小朋友們都被嚇到了,石果更是尖叫了一聲,下意識的松開了抓著貓頭鷹的手。

貓爪在她手上留下了深深的爪痕,而那即將摔落在地上的貓頭鷹,卻被一陣風溫柔的裹住,消失不見。

石果“哇”得一聲疼哭了,一眾小朋友也看呆了,而那只野貓也如離弦之箭,眨眼不知所蹤。

- -

倉庫很小,裏面堆放著孤兒院用不到的雜物,平時根本沒有人過來,也是一次偶然,阿姨讓常婉來這裏拿些東西,給了她鑰匙,並吩咐她用完把鑰匙放到鑰匙櫃。

她托認識的孤兒院大哥哥幫她在外面配了一個鑰匙,從此這個小倉庫就成了她的秘密基地。

“戚冰,我回來……”

她聲音微微凝住。

床上……他不見了。

她的小被子和她的玫瑰花一起消失了。

一瞬間,巨大的失落吞噬了她。

小姑娘眼睛酸酸的,鼻子酸酸的,很難受,第一次,有點想哭。

她從來不哭的,因為她沒喜歡過什麽,如果雙魚佩丟了,她都不會掉一滴眼淚。

可是看著空空如也的床鋪,她卻覺得難過了。

她抽了抽鼻子。

她今天在外面,揉了半天的雪,好不容易才做出了一個小貓頭鷹想要送給他,捏得手通紅,很冷,可是她很開心。

但是她捏了半天的貓頭鷹送給了別人,她的玫瑰花也不見了。

常婉從沒有喜歡過什麽,所以她從來不知道,原來喜歡一個人,是那麽容易就感覺到難受委屈的。

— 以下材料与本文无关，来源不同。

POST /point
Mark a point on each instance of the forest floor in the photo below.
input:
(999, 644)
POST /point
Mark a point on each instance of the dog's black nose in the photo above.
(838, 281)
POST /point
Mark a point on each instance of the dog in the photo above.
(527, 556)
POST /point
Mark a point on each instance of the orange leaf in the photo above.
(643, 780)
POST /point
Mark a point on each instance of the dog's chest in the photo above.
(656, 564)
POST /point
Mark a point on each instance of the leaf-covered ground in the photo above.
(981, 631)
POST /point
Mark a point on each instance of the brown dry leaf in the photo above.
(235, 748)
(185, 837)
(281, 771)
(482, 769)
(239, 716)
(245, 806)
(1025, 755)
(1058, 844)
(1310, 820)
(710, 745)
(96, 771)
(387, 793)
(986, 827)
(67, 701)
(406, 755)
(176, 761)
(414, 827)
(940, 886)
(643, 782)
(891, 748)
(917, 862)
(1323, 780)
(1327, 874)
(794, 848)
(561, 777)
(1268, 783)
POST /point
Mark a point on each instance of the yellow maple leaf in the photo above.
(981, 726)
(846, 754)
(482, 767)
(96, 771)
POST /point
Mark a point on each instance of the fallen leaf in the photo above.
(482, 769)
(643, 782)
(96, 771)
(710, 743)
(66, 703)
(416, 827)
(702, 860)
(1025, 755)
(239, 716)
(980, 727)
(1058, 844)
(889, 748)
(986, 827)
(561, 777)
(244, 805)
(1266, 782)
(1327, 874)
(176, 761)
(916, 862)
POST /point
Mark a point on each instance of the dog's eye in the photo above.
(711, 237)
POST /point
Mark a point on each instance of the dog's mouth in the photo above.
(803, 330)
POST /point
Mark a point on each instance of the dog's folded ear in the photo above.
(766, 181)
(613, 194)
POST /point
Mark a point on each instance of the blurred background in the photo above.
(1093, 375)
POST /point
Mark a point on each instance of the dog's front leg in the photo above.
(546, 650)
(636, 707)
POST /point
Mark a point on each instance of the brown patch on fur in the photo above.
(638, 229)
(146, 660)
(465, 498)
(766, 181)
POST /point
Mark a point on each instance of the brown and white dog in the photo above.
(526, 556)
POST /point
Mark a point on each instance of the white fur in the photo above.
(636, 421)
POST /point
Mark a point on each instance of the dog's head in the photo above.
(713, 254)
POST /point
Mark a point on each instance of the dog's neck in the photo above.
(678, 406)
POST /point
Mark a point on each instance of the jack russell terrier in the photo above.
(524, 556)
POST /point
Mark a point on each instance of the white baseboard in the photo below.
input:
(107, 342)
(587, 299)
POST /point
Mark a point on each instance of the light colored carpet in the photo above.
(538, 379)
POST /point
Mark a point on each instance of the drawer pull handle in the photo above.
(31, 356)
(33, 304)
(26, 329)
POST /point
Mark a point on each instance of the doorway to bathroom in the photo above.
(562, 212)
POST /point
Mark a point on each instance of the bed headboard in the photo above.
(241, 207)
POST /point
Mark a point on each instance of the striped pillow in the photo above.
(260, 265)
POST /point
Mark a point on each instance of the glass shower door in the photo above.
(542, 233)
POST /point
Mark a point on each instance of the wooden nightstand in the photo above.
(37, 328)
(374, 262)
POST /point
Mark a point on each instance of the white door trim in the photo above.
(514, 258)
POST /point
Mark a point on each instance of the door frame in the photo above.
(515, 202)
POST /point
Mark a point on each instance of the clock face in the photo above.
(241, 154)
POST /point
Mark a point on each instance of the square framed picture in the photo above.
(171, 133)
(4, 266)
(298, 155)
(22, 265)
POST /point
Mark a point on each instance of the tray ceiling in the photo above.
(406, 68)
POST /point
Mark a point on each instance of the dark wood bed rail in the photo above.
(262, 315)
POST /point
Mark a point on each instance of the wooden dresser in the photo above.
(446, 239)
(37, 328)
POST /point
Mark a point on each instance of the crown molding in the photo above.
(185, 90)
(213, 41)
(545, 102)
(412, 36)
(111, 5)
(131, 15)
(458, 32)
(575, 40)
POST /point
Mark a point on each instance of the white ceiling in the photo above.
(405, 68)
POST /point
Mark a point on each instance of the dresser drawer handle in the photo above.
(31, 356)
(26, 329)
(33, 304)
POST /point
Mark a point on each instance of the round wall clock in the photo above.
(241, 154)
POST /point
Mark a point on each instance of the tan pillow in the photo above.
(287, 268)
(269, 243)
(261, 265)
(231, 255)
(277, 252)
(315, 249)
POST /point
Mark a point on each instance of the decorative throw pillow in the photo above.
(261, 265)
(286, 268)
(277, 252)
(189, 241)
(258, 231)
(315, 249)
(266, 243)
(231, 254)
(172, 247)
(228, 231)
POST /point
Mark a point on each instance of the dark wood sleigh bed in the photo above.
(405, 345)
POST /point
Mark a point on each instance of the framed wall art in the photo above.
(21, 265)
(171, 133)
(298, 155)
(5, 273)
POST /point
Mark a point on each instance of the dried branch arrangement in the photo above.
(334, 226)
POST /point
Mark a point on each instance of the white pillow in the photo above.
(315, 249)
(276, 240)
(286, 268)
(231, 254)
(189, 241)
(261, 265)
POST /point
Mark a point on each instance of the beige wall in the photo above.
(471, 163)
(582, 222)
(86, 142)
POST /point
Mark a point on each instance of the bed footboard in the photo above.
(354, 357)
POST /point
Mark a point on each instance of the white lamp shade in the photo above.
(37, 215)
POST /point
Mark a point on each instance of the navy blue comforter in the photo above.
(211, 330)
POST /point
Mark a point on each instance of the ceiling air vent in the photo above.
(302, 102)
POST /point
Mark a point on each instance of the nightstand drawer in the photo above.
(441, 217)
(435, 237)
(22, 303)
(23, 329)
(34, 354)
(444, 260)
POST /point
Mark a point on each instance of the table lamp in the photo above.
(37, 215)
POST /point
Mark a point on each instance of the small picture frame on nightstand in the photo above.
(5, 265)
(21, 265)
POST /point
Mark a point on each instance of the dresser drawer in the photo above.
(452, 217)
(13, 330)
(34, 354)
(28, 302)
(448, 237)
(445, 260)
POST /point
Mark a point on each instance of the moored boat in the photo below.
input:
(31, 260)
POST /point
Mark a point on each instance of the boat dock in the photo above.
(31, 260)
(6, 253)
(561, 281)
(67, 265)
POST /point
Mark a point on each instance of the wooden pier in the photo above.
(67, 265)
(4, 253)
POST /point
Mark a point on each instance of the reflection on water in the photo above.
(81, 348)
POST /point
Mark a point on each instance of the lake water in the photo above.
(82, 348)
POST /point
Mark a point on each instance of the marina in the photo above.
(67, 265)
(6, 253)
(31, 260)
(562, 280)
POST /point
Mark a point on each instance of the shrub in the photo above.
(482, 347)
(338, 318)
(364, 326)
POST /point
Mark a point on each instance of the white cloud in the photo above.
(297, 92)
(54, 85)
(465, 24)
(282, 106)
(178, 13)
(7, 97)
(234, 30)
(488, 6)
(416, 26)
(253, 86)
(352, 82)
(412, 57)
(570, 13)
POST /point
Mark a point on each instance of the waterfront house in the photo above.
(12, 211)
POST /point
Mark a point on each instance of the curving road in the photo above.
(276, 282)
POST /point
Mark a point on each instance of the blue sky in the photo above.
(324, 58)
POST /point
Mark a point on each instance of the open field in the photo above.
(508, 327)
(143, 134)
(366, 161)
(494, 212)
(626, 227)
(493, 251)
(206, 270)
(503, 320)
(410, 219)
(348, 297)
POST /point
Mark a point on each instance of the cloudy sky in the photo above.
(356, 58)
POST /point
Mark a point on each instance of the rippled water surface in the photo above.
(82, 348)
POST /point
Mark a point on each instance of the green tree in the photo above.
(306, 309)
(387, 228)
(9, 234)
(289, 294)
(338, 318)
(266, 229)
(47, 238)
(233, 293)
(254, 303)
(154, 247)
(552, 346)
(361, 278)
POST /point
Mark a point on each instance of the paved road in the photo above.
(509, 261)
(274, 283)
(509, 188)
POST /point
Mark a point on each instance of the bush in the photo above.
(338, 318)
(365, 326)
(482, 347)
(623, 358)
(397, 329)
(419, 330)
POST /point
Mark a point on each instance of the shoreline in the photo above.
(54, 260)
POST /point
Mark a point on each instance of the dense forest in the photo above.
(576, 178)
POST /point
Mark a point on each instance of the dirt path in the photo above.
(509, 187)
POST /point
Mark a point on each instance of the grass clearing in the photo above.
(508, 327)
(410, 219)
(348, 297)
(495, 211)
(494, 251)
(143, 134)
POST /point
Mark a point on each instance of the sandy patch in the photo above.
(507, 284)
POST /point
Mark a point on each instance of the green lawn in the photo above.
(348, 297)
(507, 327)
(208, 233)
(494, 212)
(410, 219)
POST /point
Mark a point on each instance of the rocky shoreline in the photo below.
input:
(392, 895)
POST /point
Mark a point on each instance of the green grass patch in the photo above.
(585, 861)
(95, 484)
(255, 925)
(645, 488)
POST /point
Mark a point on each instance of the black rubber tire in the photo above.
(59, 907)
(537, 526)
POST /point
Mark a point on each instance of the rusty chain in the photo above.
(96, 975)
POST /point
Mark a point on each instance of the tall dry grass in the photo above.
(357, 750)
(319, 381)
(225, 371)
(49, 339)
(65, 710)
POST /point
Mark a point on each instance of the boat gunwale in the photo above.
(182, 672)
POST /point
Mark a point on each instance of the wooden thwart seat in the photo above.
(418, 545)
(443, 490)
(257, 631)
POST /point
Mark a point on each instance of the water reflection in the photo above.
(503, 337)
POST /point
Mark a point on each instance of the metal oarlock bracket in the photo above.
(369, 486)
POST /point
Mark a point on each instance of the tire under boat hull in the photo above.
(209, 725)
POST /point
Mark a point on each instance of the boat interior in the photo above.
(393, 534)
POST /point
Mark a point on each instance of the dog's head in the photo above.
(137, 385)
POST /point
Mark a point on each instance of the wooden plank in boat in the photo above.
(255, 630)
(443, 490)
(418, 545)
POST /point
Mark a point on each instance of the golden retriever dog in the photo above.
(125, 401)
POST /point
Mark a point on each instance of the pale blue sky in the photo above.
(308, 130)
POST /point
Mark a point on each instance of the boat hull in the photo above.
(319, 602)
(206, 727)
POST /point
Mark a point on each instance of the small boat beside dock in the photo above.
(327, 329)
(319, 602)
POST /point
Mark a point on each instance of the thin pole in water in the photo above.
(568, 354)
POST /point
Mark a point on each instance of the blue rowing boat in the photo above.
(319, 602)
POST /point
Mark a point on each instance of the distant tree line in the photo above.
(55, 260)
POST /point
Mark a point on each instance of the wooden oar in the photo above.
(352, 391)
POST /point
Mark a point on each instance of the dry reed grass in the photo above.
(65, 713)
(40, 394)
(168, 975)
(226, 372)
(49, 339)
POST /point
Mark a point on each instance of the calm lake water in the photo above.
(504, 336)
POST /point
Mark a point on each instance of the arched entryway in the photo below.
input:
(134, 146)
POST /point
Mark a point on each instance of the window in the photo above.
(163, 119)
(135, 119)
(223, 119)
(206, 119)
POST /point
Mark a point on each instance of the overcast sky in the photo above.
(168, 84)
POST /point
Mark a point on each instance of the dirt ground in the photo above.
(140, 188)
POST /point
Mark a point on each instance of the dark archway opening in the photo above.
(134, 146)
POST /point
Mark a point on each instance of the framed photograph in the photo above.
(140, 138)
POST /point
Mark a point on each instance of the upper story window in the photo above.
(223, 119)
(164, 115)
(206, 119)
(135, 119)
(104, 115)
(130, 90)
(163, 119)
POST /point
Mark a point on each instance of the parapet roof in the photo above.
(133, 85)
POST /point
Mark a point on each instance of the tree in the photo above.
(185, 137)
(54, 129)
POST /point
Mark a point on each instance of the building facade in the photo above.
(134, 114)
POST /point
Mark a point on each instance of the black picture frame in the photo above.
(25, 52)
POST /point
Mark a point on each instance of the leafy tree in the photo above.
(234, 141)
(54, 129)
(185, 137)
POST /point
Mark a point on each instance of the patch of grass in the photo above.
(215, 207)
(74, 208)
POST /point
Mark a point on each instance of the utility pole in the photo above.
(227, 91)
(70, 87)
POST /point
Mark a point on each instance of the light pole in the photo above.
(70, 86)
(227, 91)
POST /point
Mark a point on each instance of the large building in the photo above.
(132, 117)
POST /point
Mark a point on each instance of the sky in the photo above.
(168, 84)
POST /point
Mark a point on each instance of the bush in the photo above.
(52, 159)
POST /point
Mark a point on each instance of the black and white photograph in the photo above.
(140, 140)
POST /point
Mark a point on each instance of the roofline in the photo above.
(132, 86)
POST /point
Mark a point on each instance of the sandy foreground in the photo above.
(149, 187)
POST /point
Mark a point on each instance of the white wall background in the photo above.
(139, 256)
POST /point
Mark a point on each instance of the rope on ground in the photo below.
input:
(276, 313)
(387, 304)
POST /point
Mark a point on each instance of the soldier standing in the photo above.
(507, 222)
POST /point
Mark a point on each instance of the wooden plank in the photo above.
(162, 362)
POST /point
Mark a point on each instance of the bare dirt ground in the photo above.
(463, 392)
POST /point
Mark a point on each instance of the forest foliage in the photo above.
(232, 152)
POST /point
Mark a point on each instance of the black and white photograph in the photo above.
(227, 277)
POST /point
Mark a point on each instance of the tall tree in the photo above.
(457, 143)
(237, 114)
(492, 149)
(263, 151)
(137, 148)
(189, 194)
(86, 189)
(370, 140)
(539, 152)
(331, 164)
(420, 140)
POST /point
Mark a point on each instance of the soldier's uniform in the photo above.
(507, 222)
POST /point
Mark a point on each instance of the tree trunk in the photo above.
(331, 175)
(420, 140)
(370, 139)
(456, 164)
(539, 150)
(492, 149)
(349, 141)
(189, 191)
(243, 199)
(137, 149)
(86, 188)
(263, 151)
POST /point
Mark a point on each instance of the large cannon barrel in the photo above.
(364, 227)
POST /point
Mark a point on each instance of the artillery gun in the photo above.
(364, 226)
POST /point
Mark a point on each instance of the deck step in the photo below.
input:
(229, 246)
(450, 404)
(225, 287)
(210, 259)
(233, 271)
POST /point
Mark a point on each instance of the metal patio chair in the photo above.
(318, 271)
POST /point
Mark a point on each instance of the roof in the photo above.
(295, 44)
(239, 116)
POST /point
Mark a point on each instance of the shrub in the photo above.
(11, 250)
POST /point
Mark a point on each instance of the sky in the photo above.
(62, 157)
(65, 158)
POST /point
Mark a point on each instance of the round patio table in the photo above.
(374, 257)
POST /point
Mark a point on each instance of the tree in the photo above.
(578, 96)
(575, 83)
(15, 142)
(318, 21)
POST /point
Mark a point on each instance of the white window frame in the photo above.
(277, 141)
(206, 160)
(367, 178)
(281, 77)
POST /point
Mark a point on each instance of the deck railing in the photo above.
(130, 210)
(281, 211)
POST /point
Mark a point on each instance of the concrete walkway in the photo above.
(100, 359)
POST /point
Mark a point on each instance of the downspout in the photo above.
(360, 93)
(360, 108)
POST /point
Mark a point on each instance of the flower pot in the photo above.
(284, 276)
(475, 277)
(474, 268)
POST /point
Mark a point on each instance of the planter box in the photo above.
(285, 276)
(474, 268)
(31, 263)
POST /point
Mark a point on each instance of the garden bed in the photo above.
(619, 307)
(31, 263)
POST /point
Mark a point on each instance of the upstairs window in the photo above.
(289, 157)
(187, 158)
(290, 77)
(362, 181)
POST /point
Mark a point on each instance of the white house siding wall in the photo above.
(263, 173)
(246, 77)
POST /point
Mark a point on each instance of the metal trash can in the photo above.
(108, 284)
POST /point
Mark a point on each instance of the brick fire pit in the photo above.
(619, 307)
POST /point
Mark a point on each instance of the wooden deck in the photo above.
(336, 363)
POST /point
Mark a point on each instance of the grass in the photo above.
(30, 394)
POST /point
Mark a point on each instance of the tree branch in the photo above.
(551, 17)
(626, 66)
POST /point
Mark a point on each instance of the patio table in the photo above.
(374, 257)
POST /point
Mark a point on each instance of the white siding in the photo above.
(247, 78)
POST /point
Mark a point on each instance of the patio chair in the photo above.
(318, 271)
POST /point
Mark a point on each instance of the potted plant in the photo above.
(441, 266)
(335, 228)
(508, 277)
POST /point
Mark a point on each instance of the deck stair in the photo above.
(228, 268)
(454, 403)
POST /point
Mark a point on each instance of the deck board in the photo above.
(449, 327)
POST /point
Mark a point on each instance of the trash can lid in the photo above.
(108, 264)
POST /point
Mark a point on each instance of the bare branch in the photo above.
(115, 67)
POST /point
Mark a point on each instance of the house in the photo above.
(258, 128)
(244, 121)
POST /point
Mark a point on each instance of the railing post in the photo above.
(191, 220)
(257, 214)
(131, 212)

常婉咬著唇,眼圈慢慢變紅了,嗓子裏發出了細細的哽咽聲,她明明那麽努力的忍著了,卻忍不住。

明明覺得委屈,卻站在原地,背筆直。

常婉雖然小,卻懂得,她這樣的孩子,委屈了,也只能靠自己。

通紅開始發熱的手,被一只寬厚溫柔的手握住,她瘦弱的身體被攏到了一個暖暖的被子裏,眼角的淚珠被一只手擦去。

少年似乎有些不知所措,低聲說,“……別哭。”

——他沒走!!

可是,為什麽要躲起來呢?

他不喜歡她嗎?

一瞬間,強烈的喜悅,和一種更深的委屈蔓延上來,這種覆雜的感情讓她覺得茫然,只能緊緊抿著唇。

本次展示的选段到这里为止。